The Windows Binaries for OpenSlide can be found at 'openslide.org/download/'. Download the appropriate binaries for your system (either 32-bit or 64-bit) and unzip the file.

Copy the .dll files in ../bin/ to .../Anaconda/envs/SlideSeg/Library/bin/.

Copy the .h files to .../Anaconda/envs/SlideSeg/include/.

Finally, copy the .lib file to .../Anaconda/envs/SlideSeg/libs/.

OpenSlide has now been installed.

Use the following tutorial to download OpenCV, either from prebuilt binaries or from source:

http://docs.opencv.org/3.2.0/d5/de5/tutorial_py_setup_in_windows.html

2.3 Installing C Libraries (Mac OS X)

OpenSlide and OpenCV are C libraries; as a result, they have to be installed separately from the conda environment, which contains all of the python dependencies.

If you are using Homebrew, enter the following in the terminal:

brew install openslide

brew install opencv

OpenSlide and OpenCV should now be installed in your anaconda environment.
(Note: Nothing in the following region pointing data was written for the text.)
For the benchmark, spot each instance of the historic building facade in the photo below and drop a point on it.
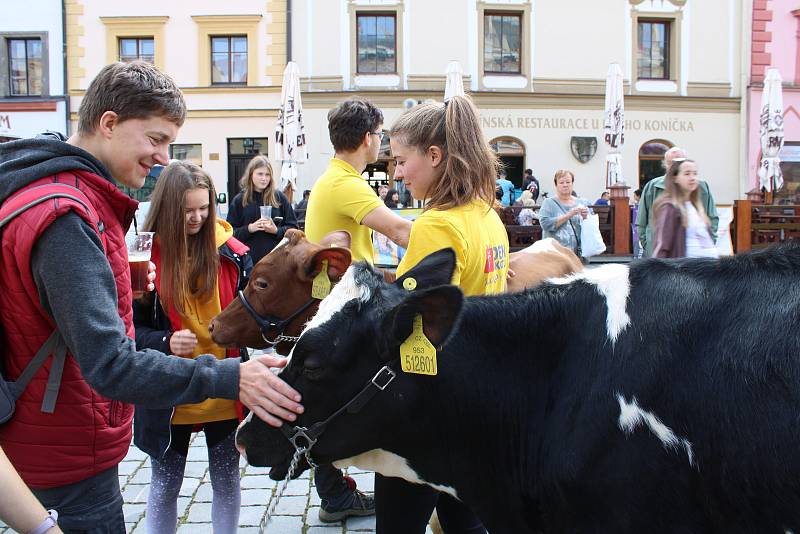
(227, 57)
(776, 43)
(32, 69)
(536, 70)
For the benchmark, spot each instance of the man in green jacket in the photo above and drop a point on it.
(653, 189)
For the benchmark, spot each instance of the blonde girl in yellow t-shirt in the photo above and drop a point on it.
(443, 159)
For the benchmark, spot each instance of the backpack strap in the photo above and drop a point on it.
(54, 344)
(36, 195)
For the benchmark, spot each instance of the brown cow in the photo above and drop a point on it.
(544, 259)
(280, 287)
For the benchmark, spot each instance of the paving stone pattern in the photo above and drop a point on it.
(296, 513)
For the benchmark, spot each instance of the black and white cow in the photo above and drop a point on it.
(660, 397)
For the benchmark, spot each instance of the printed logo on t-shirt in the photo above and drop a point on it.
(495, 259)
(488, 266)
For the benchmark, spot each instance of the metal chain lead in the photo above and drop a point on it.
(298, 453)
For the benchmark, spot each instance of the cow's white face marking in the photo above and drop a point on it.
(543, 245)
(343, 292)
(282, 244)
(632, 415)
(612, 282)
(391, 465)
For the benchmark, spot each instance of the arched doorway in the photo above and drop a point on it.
(651, 157)
(511, 152)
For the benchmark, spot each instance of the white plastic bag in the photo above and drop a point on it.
(591, 240)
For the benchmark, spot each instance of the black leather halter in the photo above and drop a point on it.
(303, 438)
(265, 322)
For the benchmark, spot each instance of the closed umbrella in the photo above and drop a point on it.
(769, 172)
(614, 125)
(454, 82)
(290, 135)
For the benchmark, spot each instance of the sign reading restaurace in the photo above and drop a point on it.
(563, 123)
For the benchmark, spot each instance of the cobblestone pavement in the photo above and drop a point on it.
(296, 513)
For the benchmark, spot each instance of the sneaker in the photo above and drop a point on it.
(359, 504)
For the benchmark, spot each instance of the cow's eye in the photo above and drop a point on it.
(312, 369)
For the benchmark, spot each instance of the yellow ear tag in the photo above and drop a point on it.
(417, 353)
(321, 286)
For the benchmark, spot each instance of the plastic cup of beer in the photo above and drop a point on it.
(139, 247)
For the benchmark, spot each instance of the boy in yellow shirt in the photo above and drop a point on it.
(341, 199)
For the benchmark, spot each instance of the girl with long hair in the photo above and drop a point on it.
(259, 188)
(444, 160)
(682, 227)
(200, 267)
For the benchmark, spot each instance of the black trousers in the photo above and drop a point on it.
(91, 506)
(405, 508)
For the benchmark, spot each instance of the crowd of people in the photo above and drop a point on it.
(156, 352)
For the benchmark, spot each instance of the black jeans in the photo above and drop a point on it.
(405, 508)
(91, 506)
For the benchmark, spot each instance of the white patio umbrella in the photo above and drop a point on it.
(454, 82)
(769, 172)
(614, 125)
(290, 135)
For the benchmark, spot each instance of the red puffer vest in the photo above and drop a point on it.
(87, 433)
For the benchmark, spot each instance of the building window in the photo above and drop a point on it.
(137, 48)
(654, 45)
(25, 66)
(192, 153)
(502, 43)
(229, 59)
(377, 44)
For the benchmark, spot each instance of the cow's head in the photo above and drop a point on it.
(280, 285)
(357, 331)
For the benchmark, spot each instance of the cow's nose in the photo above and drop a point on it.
(241, 450)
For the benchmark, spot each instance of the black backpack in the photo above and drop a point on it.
(55, 344)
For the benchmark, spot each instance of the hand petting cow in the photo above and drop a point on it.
(660, 397)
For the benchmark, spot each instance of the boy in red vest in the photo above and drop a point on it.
(64, 266)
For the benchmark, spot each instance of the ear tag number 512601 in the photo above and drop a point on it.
(321, 286)
(417, 353)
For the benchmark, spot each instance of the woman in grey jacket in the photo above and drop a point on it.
(561, 216)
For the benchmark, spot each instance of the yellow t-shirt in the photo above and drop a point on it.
(198, 315)
(340, 200)
(478, 237)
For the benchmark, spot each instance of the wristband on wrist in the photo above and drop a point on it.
(49, 522)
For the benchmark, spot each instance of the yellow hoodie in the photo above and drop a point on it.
(198, 315)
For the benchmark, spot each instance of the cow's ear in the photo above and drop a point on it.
(337, 238)
(338, 262)
(434, 270)
(440, 308)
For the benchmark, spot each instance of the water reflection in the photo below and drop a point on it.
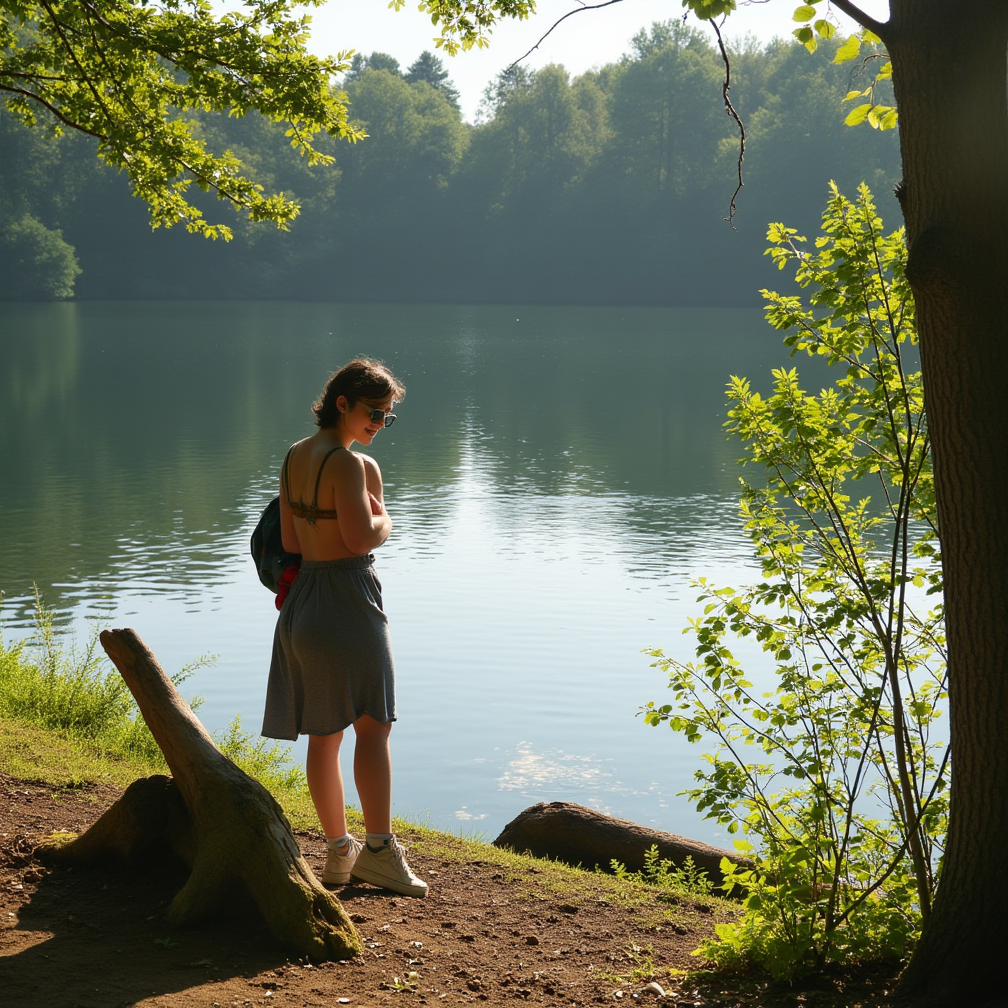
(555, 477)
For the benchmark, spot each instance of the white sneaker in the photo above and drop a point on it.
(387, 868)
(340, 862)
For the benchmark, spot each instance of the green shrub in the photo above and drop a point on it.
(835, 773)
(660, 872)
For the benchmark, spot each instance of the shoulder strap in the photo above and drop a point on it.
(315, 499)
(285, 474)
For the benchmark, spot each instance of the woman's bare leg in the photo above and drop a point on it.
(326, 782)
(373, 773)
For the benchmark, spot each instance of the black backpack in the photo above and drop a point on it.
(271, 559)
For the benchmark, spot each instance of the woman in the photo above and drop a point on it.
(332, 663)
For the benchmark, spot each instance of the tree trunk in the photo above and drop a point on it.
(580, 836)
(225, 826)
(950, 77)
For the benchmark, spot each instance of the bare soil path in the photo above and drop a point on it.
(491, 931)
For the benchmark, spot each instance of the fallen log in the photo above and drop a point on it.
(580, 836)
(226, 827)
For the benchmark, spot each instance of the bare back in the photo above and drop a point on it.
(337, 496)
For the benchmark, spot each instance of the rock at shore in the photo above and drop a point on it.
(581, 836)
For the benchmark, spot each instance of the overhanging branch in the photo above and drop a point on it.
(570, 13)
(851, 10)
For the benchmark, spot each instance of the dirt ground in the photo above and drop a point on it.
(96, 937)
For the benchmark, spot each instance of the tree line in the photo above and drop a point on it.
(608, 187)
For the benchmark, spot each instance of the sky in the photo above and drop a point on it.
(589, 38)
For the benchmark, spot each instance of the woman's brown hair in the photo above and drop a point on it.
(360, 379)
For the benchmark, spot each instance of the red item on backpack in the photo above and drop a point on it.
(283, 585)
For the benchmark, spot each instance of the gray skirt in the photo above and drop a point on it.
(332, 654)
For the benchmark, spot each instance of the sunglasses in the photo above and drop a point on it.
(380, 416)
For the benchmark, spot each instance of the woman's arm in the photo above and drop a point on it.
(364, 522)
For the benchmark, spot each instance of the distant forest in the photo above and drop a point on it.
(608, 189)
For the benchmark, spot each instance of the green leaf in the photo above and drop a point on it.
(858, 115)
(849, 50)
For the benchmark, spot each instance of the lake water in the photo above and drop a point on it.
(555, 478)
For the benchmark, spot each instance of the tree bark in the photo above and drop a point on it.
(950, 78)
(581, 836)
(226, 827)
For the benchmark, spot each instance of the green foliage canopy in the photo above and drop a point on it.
(130, 74)
(839, 774)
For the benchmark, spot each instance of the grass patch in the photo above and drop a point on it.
(68, 719)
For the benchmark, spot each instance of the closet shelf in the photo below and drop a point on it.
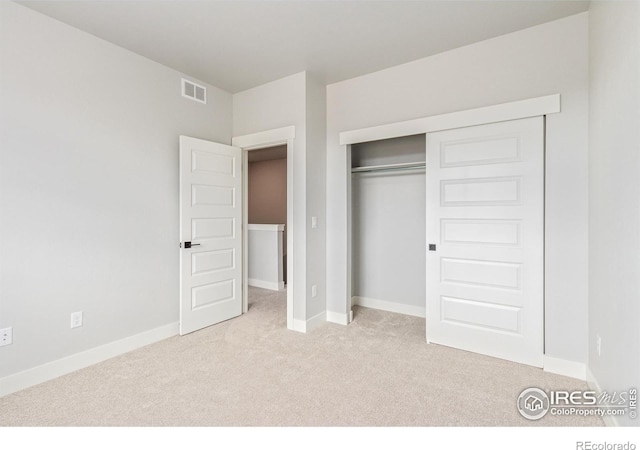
(389, 167)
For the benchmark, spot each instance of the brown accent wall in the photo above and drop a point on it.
(268, 196)
(268, 191)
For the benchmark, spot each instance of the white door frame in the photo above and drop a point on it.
(522, 109)
(256, 141)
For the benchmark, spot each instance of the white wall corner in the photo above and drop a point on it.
(610, 421)
(564, 367)
(339, 318)
(316, 321)
(63, 366)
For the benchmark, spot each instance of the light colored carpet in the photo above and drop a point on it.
(378, 371)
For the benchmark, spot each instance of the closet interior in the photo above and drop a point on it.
(388, 222)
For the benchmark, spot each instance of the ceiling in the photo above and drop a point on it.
(239, 44)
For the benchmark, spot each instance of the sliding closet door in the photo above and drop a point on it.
(485, 235)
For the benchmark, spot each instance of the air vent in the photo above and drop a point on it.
(194, 91)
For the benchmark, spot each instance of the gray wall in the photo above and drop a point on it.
(89, 187)
(614, 196)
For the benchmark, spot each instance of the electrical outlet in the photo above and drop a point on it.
(76, 319)
(6, 336)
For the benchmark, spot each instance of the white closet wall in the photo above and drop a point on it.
(388, 219)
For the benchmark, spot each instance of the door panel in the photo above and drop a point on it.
(211, 220)
(485, 206)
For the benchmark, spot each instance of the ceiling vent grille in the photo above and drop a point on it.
(194, 91)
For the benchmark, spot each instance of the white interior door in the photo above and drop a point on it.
(210, 233)
(485, 204)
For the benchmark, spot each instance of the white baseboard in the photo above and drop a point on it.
(316, 320)
(63, 366)
(564, 367)
(271, 285)
(339, 318)
(610, 421)
(409, 310)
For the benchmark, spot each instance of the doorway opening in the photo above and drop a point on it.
(267, 218)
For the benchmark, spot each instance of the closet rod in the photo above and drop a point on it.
(389, 167)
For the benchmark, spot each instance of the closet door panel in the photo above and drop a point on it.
(485, 205)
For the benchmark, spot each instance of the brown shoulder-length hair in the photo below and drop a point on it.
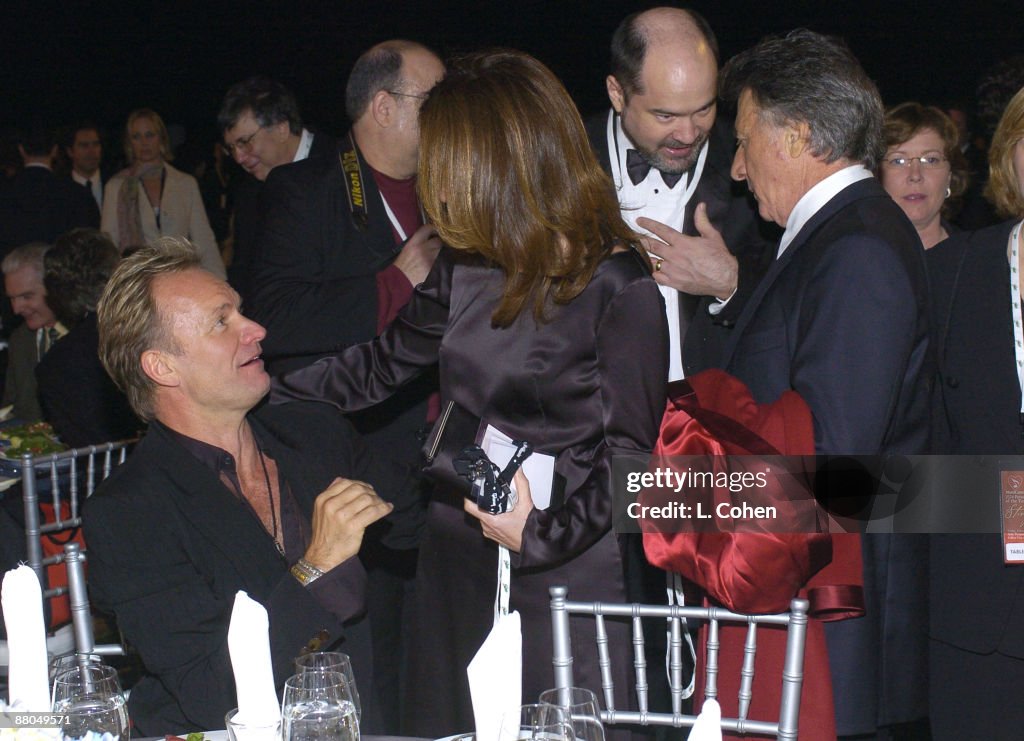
(506, 171)
(905, 121)
(1004, 188)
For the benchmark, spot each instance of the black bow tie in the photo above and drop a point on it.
(637, 168)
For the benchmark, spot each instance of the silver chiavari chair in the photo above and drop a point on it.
(792, 677)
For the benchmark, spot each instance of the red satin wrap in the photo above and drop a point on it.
(713, 413)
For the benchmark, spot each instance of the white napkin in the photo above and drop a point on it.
(249, 645)
(709, 723)
(29, 685)
(496, 678)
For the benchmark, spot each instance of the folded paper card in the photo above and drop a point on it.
(249, 645)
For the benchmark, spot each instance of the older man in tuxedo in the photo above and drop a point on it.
(221, 494)
(841, 317)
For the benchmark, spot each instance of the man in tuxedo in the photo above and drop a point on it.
(85, 151)
(262, 129)
(342, 246)
(223, 493)
(23, 278)
(36, 205)
(841, 317)
(670, 160)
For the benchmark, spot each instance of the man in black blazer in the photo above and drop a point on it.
(342, 245)
(221, 494)
(36, 205)
(670, 159)
(842, 318)
(262, 129)
(85, 153)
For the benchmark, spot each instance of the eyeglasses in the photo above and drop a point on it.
(929, 162)
(245, 144)
(418, 96)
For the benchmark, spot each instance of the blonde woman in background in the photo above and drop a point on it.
(150, 199)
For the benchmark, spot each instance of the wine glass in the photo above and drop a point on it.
(332, 661)
(90, 701)
(537, 723)
(317, 706)
(585, 712)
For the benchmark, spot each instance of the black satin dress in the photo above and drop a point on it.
(584, 386)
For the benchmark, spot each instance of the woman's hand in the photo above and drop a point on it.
(506, 529)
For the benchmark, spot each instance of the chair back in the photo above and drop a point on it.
(81, 614)
(72, 477)
(791, 680)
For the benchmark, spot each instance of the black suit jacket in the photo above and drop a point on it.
(248, 219)
(38, 206)
(978, 603)
(732, 211)
(169, 546)
(842, 318)
(314, 289)
(76, 394)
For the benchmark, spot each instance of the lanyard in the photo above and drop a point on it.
(619, 167)
(393, 219)
(1015, 303)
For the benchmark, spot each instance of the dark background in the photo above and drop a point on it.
(64, 61)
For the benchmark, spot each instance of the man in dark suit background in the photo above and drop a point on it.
(262, 129)
(36, 205)
(670, 159)
(341, 248)
(85, 153)
(842, 318)
(221, 494)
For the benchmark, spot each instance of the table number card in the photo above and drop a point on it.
(1012, 505)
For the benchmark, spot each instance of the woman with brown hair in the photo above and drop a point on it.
(150, 199)
(546, 324)
(924, 169)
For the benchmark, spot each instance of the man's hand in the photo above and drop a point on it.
(418, 254)
(341, 514)
(697, 265)
(506, 529)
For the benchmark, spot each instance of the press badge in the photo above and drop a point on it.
(1012, 506)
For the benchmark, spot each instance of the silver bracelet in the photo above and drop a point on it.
(305, 572)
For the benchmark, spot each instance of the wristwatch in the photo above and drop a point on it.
(305, 572)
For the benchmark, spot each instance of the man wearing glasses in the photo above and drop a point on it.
(262, 129)
(343, 242)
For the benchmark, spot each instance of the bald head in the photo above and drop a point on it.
(672, 34)
(380, 68)
(664, 85)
2.4 Launching Jupyter Notebook

The Jupyter Notebook App can be launched by clicking on the Jupyter Notebook icon installed by Anaconda in the start menu (Windows) or by typing in the terminal (cmd on Windows):

jupyter notebook

This will launch a new browser window showing the Notebook Dashboard. When started, the Jupyter Notebook app can only access files within its start-up folder. If you stored the SlideSeg notebook documents in a subfolder of your user folder, no configuration is necessary. Otherwise, you need to change your Jupyter Notebook App start-up folder.

2.5 Change Jupyter Notebook startup folder (Windows)
  • Copy the Jupyter Notebook launcher from the menu to the desktop.
  • Right click on the new launcher, select properties, and change the Target field, change %USERPROFILE% to the full path of the folder which will contain all the notebooks.
  • Double-click on the Jupyter Notebook desktop launcher (icon shows [IPy]) to start the Jupyter Notebook App, which will open in a new browser window (or tab). Note also that a secondary terminal window (used only for error logging and for shut down) will be also opened. If only the terminal starts, try opening this address with your browser: http://localhost:8888/.
2.6 Change Jupyter Notebook startup folder (OS X)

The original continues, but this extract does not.